Tuesday, December 29, 2009

Childhood Nemeses

A Christmas Carol
by Charles Dickens
1843, Chapman and Hall
Heroes
by Robert Cormier
1998, Puffin


I have to admit a strong aversion to Dickens. (Perhaps the snob within me is turned off by the lack of complexity in his plots or by his archetypal characters.) So it was with some small amount of dread that I agreed to teach in my reading class his classic A Christmas Carol. My students and I spent three short weeks reading this book (appropriately enough, just before the holiday season) and contrary to my expectations, I was very much enamored with Dickens and all of his trappings.

I also ought to admit a strong attraction to Cormier's work. Two of my all-time favorite children's novels are his brilliant I Am the Cheese and The Chocolate War. His prose is emotionally fraught and his characters brooding, a combination seemingly unlikely for young adult fiction - but this is the essence of why his books are so wonderful. Cormier refuses to talk down to his audience and in doing so, he reaches them far more directly than any number of pandering novelists might.

Dickens is by no means a young adult novelist. However, it is a testament to the appeal (and simplicity) of his novels that so many of them have become co-opted for children's enjoyment (think Disney's Oliver & Company). A Christmas Carol is the best example of this, with its plethora of cinematic and theatrical adaptations. Each adaptation seems to get increasingly saccharine and, foolishly, I assumed the novel would follow in tone.

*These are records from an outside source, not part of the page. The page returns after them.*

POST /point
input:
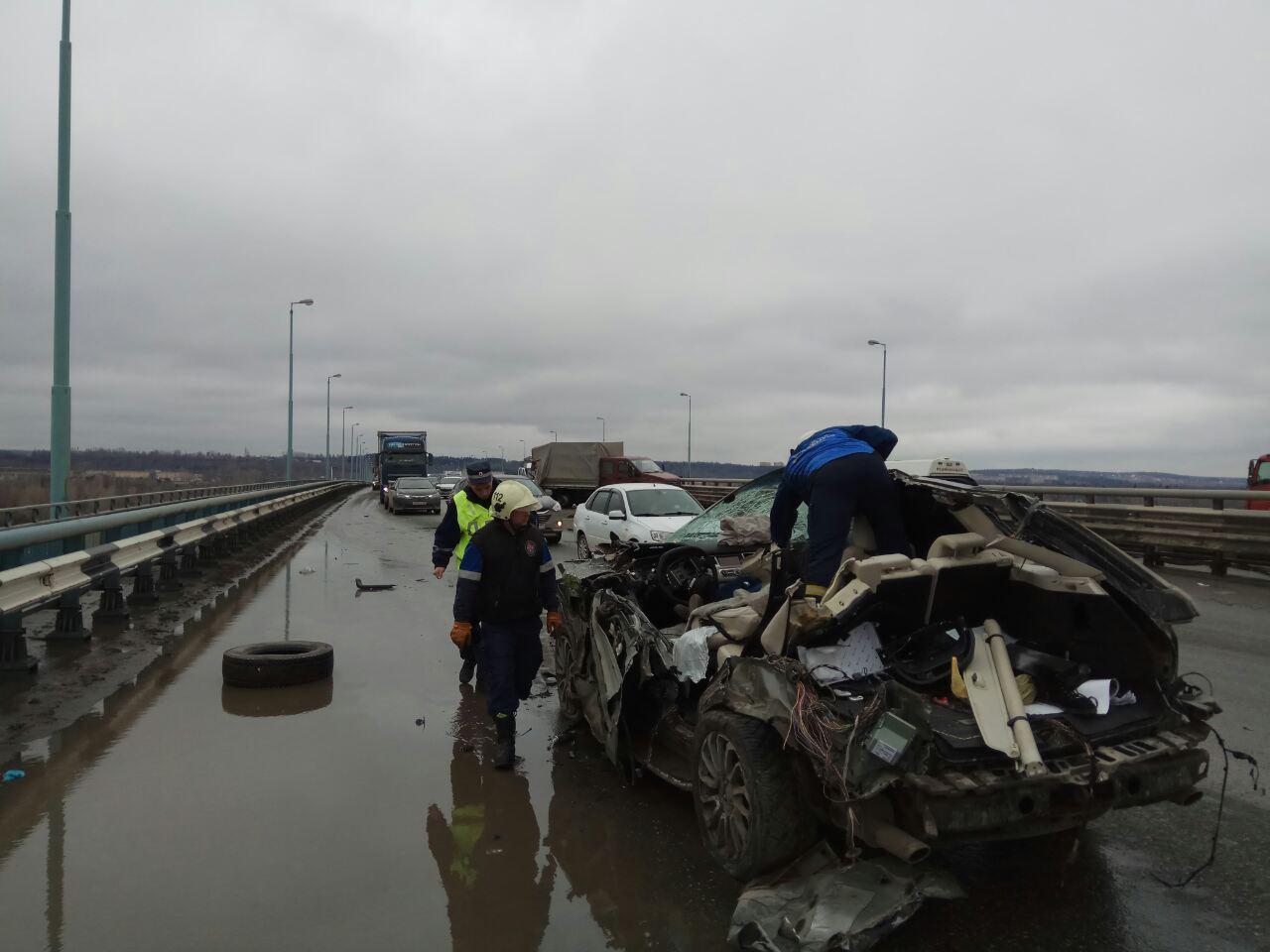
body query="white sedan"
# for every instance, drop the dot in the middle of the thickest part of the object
(636, 512)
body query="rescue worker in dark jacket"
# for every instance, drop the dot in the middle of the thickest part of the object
(465, 516)
(838, 471)
(506, 580)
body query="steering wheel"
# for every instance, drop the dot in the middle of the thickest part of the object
(684, 571)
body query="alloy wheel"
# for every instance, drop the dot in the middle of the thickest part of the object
(725, 805)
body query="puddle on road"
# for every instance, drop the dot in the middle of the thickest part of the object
(190, 815)
(187, 815)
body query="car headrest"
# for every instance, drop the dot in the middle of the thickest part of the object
(960, 544)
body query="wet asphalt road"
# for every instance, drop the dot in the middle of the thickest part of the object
(185, 815)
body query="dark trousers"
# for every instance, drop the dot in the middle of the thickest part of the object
(841, 489)
(471, 651)
(511, 654)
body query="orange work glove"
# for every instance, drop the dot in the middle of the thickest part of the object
(461, 634)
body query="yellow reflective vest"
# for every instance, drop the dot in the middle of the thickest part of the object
(471, 520)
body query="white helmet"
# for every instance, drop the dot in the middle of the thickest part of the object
(508, 497)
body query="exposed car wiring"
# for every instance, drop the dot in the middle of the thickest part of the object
(1254, 772)
(1227, 753)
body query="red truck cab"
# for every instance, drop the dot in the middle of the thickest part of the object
(1259, 481)
(633, 468)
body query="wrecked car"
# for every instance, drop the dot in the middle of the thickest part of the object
(1016, 679)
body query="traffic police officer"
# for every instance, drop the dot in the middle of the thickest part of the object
(838, 471)
(465, 516)
(506, 579)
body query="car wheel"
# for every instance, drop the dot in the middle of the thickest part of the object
(746, 796)
(272, 664)
(571, 706)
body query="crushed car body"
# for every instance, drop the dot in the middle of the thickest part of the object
(1017, 679)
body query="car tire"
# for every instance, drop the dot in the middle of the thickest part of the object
(272, 664)
(562, 652)
(746, 796)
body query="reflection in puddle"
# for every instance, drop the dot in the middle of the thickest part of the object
(486, 851)
(276, 702)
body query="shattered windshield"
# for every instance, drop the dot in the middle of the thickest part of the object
(662, 502)
(752, 499)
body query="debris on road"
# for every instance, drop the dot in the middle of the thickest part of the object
(820, 905)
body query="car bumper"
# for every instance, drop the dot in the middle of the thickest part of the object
(417, 506)
(1001, 803)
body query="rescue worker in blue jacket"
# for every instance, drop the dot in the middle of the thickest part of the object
(838, 471)
(465, 516)
(506, 580)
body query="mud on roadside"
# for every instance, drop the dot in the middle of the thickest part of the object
(73, 678)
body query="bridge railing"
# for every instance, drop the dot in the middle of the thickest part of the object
(51, 512)
(54, 562)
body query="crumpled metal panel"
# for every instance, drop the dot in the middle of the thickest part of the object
(821, 905)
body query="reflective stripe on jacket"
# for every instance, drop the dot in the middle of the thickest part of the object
(471, 520)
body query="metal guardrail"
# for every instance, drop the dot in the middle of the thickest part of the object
(62, 579)
(37, 513)
(1148, 497)
(33, 585)
(26, 543)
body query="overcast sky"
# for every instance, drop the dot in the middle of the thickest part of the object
(518, 216)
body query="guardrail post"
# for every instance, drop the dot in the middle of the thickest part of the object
(190, 562)
(168, 571)
(14, 660)
(144, 585)
(113, 606)
(68, 625)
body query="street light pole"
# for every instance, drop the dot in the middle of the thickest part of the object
(690, 431)
(330, 472)
(343, 458)
(878, 343)
(60, 411)
(291, 377)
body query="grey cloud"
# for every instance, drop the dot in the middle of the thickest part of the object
(517, 217)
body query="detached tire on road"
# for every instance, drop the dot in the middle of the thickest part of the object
(272, 664)
(746, 796)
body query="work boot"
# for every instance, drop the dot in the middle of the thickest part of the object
(504, 749)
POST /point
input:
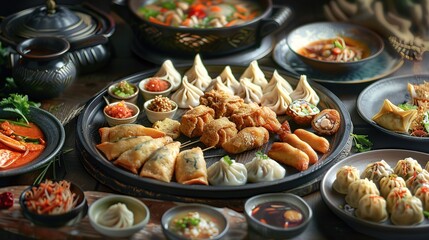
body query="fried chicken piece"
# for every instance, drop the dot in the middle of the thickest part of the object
(252, 115)
(193, 121)
(218, 131)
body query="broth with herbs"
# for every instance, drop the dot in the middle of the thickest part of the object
(340, 49)
(200, 13)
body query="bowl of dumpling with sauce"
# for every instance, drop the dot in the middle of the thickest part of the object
(118, 215)
(278, 215)
(335, 47)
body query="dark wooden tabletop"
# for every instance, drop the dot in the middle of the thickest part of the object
(324, 225)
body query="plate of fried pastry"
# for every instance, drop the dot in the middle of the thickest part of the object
(239, 131)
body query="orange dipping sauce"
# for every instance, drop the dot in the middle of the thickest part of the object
(156, 85)
(34, 149)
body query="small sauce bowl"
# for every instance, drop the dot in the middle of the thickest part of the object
(132, 98)
(113, 121)
(154, 86)
(154, 116)
(292, 227)
(140, 212)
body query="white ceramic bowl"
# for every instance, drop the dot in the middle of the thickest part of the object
(147, 95)
(139, 209)
(117, 121)
(273, 231)
(115, 98)
(214, 214)
(159, 116)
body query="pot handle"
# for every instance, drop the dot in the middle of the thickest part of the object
(280, 17)
(88, 42)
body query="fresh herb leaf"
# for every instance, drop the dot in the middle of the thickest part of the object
(18, 104)
(227, 159)
(361, 142)
(407, 106)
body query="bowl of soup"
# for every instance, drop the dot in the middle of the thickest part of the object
(278, 215)
(212, 28)
(335, 47)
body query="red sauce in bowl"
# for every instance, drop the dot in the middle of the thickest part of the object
(156, 85)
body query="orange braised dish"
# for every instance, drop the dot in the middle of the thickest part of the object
(156, 85)
(19, 145)
(119, 110)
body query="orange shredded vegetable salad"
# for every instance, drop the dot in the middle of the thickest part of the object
(51, 198)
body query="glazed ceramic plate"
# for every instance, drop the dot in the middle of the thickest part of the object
(383, 65)
(54, 135)
(371, 99)
(91, 119)
(385, 230)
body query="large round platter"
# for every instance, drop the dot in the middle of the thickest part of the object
(371, 99)
(383, 65)
(91, 119)
(54, 134)
(385, 230)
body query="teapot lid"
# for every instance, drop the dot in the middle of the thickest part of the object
(53, 20)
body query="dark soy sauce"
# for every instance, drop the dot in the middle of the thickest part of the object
(278, 214)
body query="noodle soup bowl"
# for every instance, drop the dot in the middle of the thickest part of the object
(97, 211)
(68, 218)
(363, 38)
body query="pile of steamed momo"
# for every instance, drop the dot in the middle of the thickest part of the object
(404, 191)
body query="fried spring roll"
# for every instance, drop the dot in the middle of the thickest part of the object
(112, 150)
(111, 134)
(318, 143)
(295, 141)
(191, 167)
(160, 164)
(134, 158)
(291, 156)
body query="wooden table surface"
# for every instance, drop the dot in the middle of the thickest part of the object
(324, 225)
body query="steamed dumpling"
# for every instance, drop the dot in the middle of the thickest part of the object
(277, 99)
(396, 194)
(376, 170)
(218, 85)
(372, 207)
(417, 180)
(407, 167)
(344, 177)
(407, 211)
(250, 92)
(262, 169)
(229, 80)
(274, 81)
(227, 172)
(188, 95)
(255, 74)
(423, 194)
(358, 189)
(116, 216)
(304, 91)
(198, 75)
(169, 72)
(388, 183)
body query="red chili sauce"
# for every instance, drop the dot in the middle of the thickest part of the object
(156, 85)
(278, 214)
(10, 157)
(119, 110)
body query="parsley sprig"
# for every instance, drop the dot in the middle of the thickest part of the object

It was with no small amount of surprise that I fell in love with the book. Dickens' eye for detail is incredibly astute and as such his prose is rife with lush passages evoking Scrooge's London. The descriptions grow increasingly bright as the book progresses along with Scrooge's emotional re-birth.

I am sometimes disdainful of books whose sole purpose is to create some sort of world to inhabit for the span of the audience's involvement with the book. (This goes doubly so for film, Cameron's Avatar a perfect example of a film I am reluctant to see.) This is a large part of Dickens' purpose in A Christmas Carol and is perhaps its greatest asset. Dickens creates a full physical environment within which the reader can dwell at length, but his ability to manipulate tone and to evoke mood are equal parts of what makes London seemingly come to life in the book.

A secondary purpose of Dickens' in writing the book, I discovered as I was teaching it, was to chastise England's rich and to motivate them to enact labor reform laws. This was certainly an interesting angle to teach to my students, particularly in connection with Dickens' "rediscovery" of Christmas and the extent to which the Christmas festival was a tool he used to that end.

What makes A Christmas Carol so surprising as a children's literary archetype is that the book is thematically very adult. The book's message of goodwill toward man and to repent for past sins are attitudes intrinsic to childhood. The deeper emotional tensions of regret for those sins and desire for self-improvement are completely lost on children.

This does not impoverish my experience of reading the book, but rather improve it. The expectation of the saccharine ghost story I knew of my childhood was a delightful thing to have dashed.

Cormier's story, on the other hand, was a surprise in its disappointment. Cormier's work has always dealt with serious adolescent themes and his work causes his readers to live up to the standard of emotional empathy that his narratives set. Heroes is no exception to this statement; it is concerned with the aftermath of war and the fleeting torment of love lost.

While portions of the book are quite beautifully narrated, it seems also to be a rather single-minded work. The main character is literally and emotionally scarred from his performance in World War II and returns, disguised, to his hometown to seek revenge on a community "hero".

This dichotomy between the concept of heroism and harsh reality is the central motivating factor in the novel and every chapter pursues to some small degree elaborating on the plot context that elicits this thematic construct.

The chapters eventually begin to lag with the weight of Cormier's snail pacing. The book alternates too regularly between flash back and the present and Cormier's revelatory plot points are meticulously planted despite being an incredibly short book (barely over a hundred pages) it felt as though it were a short story aspiring to greater heights than it warranted.

Obviously, these two works make unlikely bedside-table-mates. But considering my decades-long aversion to Dickens and my hero worship of Cormier, these were revealing books with which to spend some time.